In a move that will turn Amazon into an internet satellite provider, the Federal Communication Commission (FCC) approved the company’s Project Kuiper. It will allow the tech company to operate 3,236 satellites.
Dave Limp, SVP at Amazon, points to the number of people who still do not have reliable broadband internet access to do their job from home, home school their children, or participate in activities that require logging on to the internet.
Amazon said it will make this offering a subscription-based service, a product available to consumers specifically in remote locations where wires cannot go and other types of signals are blocked. The idea is to give all better internet access regardless of where they are in the world.
Google continues its effort to offer a similar type of service through project Loon, an unmanned high-altitude balloon floating above 50,000 feet.

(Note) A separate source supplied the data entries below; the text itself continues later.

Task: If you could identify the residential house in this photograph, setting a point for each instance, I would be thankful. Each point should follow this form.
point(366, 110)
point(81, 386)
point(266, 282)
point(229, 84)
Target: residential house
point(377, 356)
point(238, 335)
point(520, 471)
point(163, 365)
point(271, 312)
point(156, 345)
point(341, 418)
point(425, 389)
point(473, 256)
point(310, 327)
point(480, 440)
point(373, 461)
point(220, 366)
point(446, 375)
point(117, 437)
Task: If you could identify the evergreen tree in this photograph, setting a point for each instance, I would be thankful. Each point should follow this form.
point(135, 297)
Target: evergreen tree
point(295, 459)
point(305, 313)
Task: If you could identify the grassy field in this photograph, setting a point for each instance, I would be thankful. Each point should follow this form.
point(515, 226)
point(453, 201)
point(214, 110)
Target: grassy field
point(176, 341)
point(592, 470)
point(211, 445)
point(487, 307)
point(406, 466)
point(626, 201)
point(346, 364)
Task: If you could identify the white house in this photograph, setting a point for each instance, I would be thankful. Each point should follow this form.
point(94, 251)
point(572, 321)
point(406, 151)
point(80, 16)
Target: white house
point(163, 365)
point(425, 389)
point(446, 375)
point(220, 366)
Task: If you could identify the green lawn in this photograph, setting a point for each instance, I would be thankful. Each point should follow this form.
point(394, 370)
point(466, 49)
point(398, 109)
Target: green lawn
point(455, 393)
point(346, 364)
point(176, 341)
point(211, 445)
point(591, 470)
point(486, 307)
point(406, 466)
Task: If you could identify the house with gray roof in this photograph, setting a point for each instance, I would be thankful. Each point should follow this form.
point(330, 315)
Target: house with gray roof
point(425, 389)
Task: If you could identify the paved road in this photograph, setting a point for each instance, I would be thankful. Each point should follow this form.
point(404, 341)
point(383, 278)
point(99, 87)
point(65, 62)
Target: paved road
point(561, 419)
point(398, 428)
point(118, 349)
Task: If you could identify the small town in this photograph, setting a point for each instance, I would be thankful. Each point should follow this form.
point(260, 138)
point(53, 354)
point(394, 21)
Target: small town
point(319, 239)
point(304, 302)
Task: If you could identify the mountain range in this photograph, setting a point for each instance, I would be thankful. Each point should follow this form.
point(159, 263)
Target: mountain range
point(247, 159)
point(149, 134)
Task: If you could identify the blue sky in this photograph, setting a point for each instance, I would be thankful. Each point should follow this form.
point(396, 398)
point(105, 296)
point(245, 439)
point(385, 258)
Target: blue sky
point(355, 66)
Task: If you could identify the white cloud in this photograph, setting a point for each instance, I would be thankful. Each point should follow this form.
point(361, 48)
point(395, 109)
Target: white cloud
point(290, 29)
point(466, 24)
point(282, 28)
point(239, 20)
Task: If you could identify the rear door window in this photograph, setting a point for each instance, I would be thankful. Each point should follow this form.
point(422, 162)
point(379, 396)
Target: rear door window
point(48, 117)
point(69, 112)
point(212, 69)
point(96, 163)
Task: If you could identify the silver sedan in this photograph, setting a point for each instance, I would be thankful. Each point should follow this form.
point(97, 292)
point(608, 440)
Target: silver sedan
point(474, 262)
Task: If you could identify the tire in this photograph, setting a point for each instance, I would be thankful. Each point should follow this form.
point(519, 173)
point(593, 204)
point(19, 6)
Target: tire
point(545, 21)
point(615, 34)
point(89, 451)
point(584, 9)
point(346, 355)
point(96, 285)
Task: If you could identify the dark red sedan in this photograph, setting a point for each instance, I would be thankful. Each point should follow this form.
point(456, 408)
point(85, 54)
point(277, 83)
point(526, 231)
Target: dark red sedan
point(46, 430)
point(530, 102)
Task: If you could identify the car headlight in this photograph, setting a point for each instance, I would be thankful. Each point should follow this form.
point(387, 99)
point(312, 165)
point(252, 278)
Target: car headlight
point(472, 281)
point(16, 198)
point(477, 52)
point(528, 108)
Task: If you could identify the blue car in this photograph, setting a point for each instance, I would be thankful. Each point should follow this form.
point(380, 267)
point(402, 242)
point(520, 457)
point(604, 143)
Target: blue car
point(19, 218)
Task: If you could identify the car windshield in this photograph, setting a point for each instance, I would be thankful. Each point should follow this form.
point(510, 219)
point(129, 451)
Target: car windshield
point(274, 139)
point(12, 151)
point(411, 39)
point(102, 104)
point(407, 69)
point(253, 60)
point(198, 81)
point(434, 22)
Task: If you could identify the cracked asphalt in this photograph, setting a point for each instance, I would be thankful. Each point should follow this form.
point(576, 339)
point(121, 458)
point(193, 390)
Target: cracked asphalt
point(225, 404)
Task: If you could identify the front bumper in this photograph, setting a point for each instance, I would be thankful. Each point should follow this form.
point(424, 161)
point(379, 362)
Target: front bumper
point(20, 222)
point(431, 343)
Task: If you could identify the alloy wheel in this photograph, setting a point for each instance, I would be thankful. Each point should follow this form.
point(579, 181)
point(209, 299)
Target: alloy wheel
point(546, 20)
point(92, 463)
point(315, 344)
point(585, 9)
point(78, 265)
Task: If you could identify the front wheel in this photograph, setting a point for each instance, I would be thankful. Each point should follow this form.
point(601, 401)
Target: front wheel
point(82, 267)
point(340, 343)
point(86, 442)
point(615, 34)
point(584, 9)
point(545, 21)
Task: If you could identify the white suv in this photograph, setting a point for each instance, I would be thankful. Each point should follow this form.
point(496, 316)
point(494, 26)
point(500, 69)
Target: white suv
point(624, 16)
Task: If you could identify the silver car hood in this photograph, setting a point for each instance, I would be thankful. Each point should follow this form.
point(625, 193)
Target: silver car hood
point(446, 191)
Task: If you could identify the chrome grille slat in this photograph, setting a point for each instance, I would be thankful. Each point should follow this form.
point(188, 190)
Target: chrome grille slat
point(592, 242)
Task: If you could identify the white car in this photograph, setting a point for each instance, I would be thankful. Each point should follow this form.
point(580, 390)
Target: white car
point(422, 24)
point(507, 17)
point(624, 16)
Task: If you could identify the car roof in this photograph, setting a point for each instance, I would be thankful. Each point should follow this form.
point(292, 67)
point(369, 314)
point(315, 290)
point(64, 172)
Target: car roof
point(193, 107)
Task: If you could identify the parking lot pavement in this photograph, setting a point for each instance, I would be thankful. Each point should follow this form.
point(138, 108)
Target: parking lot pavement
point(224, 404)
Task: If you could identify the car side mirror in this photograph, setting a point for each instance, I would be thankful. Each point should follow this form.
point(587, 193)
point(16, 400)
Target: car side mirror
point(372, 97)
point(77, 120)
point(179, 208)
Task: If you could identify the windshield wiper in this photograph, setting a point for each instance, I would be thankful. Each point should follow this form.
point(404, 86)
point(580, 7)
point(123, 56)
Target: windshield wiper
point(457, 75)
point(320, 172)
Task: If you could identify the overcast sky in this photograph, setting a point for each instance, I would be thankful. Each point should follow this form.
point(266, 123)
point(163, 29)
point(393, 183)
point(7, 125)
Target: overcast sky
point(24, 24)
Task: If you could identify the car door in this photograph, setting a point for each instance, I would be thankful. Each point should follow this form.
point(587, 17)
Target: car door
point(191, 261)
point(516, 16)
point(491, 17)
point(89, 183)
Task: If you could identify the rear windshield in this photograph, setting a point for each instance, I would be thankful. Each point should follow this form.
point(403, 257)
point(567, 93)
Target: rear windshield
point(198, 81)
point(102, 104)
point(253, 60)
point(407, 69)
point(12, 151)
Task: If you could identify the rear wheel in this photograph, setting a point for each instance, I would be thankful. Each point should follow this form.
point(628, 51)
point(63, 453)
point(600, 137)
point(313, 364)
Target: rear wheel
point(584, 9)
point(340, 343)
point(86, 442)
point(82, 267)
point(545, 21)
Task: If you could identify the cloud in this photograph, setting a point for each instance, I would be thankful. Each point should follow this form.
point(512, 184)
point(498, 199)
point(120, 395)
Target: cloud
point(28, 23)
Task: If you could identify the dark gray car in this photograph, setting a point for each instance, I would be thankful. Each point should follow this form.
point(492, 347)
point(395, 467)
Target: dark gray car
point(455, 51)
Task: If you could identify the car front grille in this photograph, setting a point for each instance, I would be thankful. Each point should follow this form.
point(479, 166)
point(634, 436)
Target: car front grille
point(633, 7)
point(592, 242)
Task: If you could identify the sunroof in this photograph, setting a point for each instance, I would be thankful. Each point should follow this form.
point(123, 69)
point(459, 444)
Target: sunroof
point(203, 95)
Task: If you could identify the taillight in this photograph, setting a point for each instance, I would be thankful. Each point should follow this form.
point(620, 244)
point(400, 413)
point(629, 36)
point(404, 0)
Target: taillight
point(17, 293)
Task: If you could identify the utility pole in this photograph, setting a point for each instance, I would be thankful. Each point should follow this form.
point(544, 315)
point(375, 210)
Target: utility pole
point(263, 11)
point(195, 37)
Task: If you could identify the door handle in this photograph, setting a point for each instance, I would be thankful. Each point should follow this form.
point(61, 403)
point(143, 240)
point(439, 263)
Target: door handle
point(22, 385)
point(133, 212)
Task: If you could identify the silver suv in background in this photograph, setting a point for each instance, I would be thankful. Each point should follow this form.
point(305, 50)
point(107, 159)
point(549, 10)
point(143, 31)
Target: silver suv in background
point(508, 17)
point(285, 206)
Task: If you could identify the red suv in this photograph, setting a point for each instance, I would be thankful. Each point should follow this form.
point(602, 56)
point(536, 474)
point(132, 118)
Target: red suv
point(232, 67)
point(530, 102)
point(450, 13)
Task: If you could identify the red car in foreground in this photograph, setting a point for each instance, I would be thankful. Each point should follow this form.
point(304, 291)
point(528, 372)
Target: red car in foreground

Amazon will invest more than $10 billion in Project Kuiper to deliver high-speed, low-latency broadband services. It not only will create jobs and infrastructure across the United States, but provide support for advertisers to reach more consumers who today do not have internet access. It also will provide consumers with another way to stream movies available on Amazon Prime.
Nearly 4.57 billion people were active internet users as of July 2020, encompassing 59% of the global population, according to Statista data.
Amazon CEO Jeff Bezos also has a company called Blue Origin, a space exploration company. Bezos is developing a tourism program similar to Virgin Galactic’s, but using a vertical takeoff, vertical-landing (VTVL) rocket-capsule system called New Shepard.
Amazon reported its second-quarter 2020 earnings results on Thursday, and revenue came in at $88.91 billion.
The company expects third-quarter net sales to come in between $87 billion and $93 billion, representing year-over-year growth between 24% and 33%.